The large and showy flowers are beautiful. They make great table decorations, but when it comes to edible blooms, I prefer smaller and more modest flowers than some herbs. They make excellent teas and work well in desserts and cocktails. Some of my favorite edible herb flowers are lavender, sage and chives.
Using herbal flowers
Many people grow herbs for their leaves, but I also like many of the flowers. They offer a unique flavor and also have some medicinal properties. One of my absolute favorite cups of tea is chamomile tea, which not only relaxes me before going to bed, but also relieves stomach pain. Here are some of my other best uses of herbal flowers in the kitchen:
- Lavender. Collect and dry the lavender sprouts before they fully open. I use them to prepare a light and relaxing tea, but also for cocktails and biscuits. Boil a cup of water with two cups of sugar and three tablespoons of dried flowers to make a syrup for cocktails. For cookies, I love throwing dried flowers in a cookie recipe with sugar with a lemon zest.
- Chives. Chive stalks are tasty and versatile with a slight onion flavor, but don’t overlook the flowers. The round and purple blooms are fantastic in salads when they have just started to bloom. In full bloom, these flowers have a strong flavor, so use sparingly.
- Basil. I used to simply pinch basil flowers to keep the leaves, but now I use them too. They are excellent in fruit desserts, such as poached pears or crunchy apples.
- wise. The unique flavor of sage flowers is tasty fresh in salads, although strong and pungent. They are also tasty in fruit desserts, including fresh fruit salad and in marinades for savory dishes.

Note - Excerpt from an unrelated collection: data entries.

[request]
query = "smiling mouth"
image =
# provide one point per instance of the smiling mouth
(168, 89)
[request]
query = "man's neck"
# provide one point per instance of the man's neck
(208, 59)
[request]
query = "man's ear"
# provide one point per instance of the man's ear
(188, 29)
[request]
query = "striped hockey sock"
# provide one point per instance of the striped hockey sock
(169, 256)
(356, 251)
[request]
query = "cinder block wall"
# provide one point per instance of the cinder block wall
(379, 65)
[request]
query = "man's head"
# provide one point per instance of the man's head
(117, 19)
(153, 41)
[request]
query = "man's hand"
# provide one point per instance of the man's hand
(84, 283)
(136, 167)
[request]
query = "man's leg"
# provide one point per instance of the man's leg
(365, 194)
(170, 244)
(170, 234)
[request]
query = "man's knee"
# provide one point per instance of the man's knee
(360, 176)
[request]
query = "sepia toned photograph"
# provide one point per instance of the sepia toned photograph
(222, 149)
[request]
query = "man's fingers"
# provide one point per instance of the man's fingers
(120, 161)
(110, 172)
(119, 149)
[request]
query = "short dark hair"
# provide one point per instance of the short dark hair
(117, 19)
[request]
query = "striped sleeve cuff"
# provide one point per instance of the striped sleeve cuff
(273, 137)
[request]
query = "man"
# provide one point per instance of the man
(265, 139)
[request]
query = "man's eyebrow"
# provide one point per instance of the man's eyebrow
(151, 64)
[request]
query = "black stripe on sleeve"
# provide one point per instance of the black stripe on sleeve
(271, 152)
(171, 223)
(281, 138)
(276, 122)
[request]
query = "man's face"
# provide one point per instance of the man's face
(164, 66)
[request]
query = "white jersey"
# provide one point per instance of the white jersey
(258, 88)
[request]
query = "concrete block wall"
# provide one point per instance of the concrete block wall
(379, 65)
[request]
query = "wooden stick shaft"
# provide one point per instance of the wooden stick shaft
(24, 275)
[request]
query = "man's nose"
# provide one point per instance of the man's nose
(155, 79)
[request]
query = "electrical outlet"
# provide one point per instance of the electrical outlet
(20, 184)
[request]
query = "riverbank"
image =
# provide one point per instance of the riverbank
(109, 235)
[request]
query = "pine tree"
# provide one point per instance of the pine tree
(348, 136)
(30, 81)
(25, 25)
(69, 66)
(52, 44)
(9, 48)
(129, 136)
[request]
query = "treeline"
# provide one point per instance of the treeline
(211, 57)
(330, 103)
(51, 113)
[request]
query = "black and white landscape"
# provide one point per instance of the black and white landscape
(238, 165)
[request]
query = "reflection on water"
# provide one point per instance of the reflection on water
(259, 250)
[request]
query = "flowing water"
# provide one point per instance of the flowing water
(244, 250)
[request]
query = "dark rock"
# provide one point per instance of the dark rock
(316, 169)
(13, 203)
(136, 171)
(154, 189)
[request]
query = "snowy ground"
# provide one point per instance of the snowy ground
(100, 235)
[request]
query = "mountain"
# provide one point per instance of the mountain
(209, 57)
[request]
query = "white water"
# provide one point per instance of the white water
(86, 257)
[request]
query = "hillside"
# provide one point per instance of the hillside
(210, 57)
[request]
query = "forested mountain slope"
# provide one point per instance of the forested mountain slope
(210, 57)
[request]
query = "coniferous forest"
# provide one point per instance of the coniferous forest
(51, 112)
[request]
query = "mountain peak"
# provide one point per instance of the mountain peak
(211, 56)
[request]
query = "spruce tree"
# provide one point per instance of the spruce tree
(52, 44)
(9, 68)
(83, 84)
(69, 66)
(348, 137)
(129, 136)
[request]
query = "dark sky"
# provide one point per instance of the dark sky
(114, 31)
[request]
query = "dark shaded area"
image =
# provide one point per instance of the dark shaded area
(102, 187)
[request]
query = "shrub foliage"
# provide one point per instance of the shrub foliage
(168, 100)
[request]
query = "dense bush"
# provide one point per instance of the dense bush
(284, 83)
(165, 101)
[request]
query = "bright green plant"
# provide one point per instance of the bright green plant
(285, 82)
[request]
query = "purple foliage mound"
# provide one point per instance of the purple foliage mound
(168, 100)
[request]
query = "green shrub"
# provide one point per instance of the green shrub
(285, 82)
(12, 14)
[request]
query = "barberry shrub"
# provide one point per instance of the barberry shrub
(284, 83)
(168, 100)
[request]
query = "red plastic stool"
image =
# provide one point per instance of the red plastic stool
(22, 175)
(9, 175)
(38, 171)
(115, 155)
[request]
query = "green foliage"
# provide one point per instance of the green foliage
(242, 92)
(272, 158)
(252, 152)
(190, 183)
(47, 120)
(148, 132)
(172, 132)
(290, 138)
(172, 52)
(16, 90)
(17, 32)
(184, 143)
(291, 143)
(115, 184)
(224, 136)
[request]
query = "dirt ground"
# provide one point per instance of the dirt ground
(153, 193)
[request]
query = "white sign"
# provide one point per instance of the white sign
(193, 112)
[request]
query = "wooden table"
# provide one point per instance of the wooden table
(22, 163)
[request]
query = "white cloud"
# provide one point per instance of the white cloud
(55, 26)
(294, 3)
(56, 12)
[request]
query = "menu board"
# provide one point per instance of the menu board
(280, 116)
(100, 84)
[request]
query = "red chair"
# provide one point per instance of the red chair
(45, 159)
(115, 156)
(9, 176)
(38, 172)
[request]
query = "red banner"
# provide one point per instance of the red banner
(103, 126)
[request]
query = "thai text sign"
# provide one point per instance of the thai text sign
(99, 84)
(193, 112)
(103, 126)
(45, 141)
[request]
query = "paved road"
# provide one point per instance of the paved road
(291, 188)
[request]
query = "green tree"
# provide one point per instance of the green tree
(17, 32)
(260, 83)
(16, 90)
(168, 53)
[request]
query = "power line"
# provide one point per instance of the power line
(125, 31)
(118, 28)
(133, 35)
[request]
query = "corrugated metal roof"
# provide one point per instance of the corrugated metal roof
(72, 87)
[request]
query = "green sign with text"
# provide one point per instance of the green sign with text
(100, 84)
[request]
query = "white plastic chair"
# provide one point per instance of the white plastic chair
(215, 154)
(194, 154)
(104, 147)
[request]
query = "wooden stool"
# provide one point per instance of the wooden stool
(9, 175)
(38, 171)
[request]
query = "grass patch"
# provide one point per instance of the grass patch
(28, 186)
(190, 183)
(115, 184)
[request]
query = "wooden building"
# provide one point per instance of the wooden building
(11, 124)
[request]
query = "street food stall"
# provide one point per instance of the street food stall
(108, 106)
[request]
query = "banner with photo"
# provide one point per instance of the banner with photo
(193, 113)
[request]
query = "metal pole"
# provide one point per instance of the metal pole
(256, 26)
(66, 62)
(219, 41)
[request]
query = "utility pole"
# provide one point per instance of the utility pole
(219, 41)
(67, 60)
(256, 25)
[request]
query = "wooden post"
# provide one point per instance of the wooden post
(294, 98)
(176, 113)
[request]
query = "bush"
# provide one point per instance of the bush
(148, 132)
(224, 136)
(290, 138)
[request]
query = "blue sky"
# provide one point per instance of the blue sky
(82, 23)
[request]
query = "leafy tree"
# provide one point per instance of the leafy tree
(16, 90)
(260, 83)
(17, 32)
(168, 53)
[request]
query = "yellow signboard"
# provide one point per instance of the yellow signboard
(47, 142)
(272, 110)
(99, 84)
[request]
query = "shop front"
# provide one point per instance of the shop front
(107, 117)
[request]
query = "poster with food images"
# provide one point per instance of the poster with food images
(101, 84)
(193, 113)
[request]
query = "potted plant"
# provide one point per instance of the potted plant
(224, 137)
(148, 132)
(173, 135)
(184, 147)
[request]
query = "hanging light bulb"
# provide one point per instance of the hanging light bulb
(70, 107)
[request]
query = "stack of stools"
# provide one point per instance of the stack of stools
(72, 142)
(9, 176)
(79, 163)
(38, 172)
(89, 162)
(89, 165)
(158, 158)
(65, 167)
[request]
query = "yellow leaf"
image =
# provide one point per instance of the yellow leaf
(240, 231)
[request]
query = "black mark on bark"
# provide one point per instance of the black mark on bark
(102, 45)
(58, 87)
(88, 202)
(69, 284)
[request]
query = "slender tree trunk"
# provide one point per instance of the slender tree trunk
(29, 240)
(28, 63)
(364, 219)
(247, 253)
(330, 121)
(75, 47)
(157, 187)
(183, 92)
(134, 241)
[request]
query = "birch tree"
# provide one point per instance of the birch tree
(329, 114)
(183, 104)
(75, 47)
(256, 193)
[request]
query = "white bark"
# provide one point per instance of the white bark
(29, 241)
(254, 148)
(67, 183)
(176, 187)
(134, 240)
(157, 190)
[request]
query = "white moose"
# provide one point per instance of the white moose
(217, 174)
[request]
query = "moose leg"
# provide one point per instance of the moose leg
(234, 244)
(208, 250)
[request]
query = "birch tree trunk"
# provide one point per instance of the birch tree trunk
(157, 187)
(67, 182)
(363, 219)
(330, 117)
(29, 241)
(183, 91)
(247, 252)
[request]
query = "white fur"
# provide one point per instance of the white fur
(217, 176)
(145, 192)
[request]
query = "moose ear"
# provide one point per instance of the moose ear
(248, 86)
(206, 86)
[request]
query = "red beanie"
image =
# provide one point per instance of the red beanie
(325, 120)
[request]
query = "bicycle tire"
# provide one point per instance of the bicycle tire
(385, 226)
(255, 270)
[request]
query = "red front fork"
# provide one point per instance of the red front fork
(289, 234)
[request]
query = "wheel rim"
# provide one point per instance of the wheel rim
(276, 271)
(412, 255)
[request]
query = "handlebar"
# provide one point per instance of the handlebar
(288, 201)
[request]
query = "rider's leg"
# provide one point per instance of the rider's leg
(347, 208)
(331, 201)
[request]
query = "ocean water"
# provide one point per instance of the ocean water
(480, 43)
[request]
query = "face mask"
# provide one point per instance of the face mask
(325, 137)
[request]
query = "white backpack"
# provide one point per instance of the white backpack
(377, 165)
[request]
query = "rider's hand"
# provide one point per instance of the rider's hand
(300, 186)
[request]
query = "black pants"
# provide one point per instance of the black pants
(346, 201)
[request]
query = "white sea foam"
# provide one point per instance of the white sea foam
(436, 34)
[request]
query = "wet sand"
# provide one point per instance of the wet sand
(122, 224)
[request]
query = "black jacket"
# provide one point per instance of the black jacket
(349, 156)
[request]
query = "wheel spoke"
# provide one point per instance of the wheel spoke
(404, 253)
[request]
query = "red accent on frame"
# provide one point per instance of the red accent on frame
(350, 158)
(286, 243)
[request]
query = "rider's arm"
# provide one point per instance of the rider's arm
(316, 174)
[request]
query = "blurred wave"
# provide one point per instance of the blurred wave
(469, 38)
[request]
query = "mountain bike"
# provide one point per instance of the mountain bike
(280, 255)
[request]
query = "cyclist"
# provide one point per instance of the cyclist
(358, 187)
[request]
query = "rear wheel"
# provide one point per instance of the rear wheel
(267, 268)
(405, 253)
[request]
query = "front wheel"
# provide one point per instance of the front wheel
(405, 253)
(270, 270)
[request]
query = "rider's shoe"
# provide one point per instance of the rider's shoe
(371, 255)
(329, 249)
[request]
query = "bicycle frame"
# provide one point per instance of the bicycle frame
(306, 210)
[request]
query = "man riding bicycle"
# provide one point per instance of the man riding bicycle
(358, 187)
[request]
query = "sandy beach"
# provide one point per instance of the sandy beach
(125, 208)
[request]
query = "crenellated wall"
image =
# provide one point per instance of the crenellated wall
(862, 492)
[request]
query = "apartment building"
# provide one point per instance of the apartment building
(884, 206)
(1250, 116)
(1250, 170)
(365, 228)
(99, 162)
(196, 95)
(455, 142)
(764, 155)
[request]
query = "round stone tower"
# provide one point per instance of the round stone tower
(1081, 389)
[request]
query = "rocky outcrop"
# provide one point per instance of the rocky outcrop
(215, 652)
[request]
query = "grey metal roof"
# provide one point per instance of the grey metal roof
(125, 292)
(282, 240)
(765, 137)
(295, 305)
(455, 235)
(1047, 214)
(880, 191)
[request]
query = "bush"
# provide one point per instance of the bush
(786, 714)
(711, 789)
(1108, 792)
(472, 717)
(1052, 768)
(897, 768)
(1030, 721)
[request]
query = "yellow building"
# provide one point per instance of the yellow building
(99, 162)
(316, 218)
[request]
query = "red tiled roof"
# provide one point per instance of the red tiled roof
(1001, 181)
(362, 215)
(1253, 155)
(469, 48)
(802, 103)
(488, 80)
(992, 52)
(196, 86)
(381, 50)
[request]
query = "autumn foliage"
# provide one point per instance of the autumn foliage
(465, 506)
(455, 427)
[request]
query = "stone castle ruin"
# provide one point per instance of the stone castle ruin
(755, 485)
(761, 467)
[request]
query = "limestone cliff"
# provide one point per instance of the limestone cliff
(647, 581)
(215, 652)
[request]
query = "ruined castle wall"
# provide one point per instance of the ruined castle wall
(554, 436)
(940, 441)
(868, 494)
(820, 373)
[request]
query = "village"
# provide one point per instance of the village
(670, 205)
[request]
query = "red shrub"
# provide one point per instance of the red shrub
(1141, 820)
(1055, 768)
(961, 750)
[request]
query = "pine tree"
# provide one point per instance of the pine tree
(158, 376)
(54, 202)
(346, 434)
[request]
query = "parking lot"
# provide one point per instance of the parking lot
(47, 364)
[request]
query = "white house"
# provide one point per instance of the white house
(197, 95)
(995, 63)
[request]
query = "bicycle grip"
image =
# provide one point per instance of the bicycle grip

- calendula. The bright orange-yellow petals of calendula are tasty in savory dishes and give their color, just like the more expensive saffron. I add them to the rice cooking for color and flavor, and fresh on a pan.
- dill. Dill is one of my favorite herbs, but I have only recently tried flowers. They were delicious in a cold vegetable soup that I prepared and a cucumber salad.
Collection and conservation of herbal flowers
Most edible herb flowers are harvested and used to the best before fully opening, with some exceptions such as calendula. Experiment with the flower stage to decide how you prefer flowers. You may like the more intense taste you get with open blooms.
Some of these will want to use fresh flowers, but dried flowers are often preferable when using herbal flowers. For example, tea and simple syrups are best made from dry blooms. Just collect the individual flowers and let them dry completely in a paper bag before storing them in airtight containers. They will last a long time in this way.